8hj4

From Proteopedia

(Difference between revisions)

Current revision

CryoEM structure of an anti-CRISPR protein AcrIIC5 bound to Nme1Cas9-sgRNA complex

Structural highlights

8hj4 is a 3 chain structure with sequence from Neisseria meningitidis 8013 and Simonsiella muelleri ATCC 29453. Full crystallographic information is available from OCA. For a guided tour on the structure components use FirstGlance.
Method:	Electron Microscopy, Resolution 3.1Å
Resources:	FirstGlance, OCA, PDBe, RCSB, PDBsum, ProSAT

Function

CAS9_NEIM8 CRISPR (clustered regularly interspaced short palindromic repeat) is an adaptive immune system that provides protection against mobile genetic elements (viruses, transposable elements and conjugative plasmids). CRISPR clusters contain spacers, sequences complementary to antecedent mobile elements, and target invading nucleic acids. CRISPR clusters are transcribed and processed into CRISPR RNA (crRNA). In type II CRISPR systems correct processing of pre-crRNA requires a trans-encoded small RNA (tracrRNA), endogenous ribonuclease 3 (rnc) and this protein, although RNase 3 is not required for 5'-processing of crRNA in this strain. Cas9/crRNA/tracrRNA endonucleolytically cleaves linear or circular dsDNA target complementary to the spacer; Cas9 is inactive in the absence of the 2 guide RNAs (gRNA, PubMed:23940360). Cas9 recognizes the protospacer adjacent motif (PAM) in the CRISPR repeat sequences to help distinguish self versus nonself, as targets within the bacterial CRISPR locus do not have PAMs. PAM recognition is also required for catalytic activity. Plasmids containing sequences homologous to endogenous spacer elements and that have flanking PAM consensus sequences cannot transform this strain unless the cas9 gene is disrupted or critical residues of Cas9 are mutated.^[1] ^[2]

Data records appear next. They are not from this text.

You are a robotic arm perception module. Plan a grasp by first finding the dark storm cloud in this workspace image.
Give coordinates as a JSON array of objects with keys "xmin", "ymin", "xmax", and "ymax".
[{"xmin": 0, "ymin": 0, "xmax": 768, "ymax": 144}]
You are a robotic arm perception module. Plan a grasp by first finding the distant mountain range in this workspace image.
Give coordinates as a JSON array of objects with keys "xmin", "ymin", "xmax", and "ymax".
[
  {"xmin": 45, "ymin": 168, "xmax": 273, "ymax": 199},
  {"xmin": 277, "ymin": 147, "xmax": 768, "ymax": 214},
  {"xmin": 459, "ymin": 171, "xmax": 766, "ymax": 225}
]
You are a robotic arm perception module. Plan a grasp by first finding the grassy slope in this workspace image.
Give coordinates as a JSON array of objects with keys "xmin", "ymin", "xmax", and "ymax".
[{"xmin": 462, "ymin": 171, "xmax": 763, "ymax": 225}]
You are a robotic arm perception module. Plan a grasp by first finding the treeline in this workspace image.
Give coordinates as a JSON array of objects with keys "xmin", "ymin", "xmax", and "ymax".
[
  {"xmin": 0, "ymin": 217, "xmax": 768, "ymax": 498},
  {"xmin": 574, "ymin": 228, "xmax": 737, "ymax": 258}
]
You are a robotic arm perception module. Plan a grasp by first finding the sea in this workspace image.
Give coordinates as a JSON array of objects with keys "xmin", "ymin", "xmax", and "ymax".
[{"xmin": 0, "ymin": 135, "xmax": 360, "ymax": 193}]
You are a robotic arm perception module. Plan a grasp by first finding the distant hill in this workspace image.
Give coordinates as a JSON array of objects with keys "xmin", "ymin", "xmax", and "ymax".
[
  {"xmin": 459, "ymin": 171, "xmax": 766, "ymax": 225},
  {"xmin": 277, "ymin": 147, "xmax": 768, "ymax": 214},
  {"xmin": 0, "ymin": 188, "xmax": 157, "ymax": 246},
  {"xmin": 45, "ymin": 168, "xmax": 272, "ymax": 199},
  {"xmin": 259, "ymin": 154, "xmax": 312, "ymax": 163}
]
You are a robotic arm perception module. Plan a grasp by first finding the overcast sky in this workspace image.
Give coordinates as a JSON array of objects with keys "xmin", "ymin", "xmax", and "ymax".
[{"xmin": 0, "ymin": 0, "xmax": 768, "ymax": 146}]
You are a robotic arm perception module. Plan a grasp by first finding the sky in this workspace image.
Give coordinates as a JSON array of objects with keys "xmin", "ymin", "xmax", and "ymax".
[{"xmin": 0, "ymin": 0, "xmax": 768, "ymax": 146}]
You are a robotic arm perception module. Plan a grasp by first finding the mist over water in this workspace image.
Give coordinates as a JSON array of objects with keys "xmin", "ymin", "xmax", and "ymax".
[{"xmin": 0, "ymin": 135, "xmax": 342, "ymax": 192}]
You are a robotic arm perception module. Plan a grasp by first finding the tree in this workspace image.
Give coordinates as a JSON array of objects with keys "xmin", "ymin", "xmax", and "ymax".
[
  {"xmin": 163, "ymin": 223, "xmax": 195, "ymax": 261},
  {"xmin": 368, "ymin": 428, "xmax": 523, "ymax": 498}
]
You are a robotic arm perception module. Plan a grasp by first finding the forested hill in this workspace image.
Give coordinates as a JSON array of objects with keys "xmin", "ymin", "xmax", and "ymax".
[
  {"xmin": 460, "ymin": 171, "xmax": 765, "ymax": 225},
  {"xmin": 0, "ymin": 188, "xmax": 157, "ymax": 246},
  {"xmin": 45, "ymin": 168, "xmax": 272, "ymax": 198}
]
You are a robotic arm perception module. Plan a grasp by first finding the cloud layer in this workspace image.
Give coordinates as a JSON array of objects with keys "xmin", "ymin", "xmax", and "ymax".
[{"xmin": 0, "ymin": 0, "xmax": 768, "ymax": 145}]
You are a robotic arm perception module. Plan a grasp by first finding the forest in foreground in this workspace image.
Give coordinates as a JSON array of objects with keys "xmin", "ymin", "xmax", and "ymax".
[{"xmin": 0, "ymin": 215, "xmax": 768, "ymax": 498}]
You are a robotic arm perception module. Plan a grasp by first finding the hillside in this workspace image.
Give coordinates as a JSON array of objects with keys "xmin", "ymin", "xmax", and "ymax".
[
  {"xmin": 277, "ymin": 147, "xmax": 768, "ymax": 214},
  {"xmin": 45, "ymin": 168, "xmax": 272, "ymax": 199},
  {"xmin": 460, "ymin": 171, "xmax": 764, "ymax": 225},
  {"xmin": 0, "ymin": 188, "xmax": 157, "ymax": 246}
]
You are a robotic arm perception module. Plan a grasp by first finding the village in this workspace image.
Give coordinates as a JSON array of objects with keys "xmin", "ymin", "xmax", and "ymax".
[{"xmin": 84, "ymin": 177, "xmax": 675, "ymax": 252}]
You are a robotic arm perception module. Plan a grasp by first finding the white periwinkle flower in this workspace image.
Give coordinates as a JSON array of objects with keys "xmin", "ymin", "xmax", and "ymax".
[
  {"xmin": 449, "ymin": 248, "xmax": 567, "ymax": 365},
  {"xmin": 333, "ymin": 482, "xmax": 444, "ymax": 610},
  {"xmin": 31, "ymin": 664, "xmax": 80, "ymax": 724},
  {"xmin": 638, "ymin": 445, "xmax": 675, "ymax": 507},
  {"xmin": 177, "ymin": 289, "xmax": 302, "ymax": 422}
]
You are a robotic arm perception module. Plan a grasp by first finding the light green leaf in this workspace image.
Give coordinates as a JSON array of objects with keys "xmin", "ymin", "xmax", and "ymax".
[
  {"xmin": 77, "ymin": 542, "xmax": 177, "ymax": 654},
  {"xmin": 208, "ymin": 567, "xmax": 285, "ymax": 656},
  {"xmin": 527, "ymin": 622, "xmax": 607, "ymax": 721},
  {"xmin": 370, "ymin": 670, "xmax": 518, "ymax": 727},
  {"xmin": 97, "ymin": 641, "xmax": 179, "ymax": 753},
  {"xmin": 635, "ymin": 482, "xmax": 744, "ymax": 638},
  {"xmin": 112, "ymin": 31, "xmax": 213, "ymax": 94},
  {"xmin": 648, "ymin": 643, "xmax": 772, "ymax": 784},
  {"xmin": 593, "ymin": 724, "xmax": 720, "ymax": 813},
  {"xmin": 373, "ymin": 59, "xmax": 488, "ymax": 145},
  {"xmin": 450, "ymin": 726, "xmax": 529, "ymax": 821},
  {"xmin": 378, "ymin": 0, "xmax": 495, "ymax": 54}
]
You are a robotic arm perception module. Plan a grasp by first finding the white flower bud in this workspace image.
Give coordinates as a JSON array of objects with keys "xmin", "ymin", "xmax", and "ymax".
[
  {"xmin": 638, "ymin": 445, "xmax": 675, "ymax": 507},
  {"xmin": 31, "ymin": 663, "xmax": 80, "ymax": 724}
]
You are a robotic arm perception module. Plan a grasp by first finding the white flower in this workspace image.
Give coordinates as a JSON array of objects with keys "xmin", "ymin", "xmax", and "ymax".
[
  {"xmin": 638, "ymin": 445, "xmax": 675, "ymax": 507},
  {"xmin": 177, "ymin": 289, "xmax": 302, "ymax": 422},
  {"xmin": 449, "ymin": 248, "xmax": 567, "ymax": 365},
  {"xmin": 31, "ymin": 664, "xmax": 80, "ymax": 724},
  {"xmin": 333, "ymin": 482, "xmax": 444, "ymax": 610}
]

Publication Abstract from PubMed

Anti-CRISPR proteins are encoded by phages to inhibit the CRISPR-Cas systems of the hosts. AcrIIC5 inhibits several naturally high-fidelity type II-C Cas9 enzymes, including orthologs from Neisseria meningitidis (Nme1Cas9) and Simonsiella muelleri (SmuCas9). Here, we solve the structure of AcrIIC5 in complex with Nme1Cas9 and sgRNA. We show that AcrIIC5 adopts a novel fold to mimic the size and charge distribution of double-stranded DNA, and uses its negatively charged grooves to bind and occlude the protospacer adjacent motif (PAM) binding site in the target DNA cleft of Cas9. AcrIIC5 is positioned into the crevice between the WED and PI domains of Cas9, and one end of the anti-CRISPR interacts with the phosphate lock loop and a linker between the RuvC and BH domains. We employ biochemical and mutational analyses to build a model for AcrIIC5's mechanism of action, and identify residues on both the anti-CRISPR and Cas9 that are important for their interaction and inhibition. Together, the structure and mechanism of AcrIIC5 reveal convergent evolution among disparate anti-CRISPR proteins that use a DNA-mimic strategy to inhibit diverse CRISPR-Cas surveillance complexes, and provide new insights into a tool for potent inhibition of type II-C Cas9 orthologs.

Anti-CRISPR AcrIIC5 is a dsDNA mimic that inhibits type II-C Cas9 effectors by blocking PAM recognition.,Sun W, Zhao X, Wang J, Yang X, Cheng Z, Liu S, Wang J, Sheng G, Wang Y Nucleic Acids Res. 2023 Feb 28;51(4):1984-1995. doi: 10.1093/nar/gkad052. PMID:36744495^[3]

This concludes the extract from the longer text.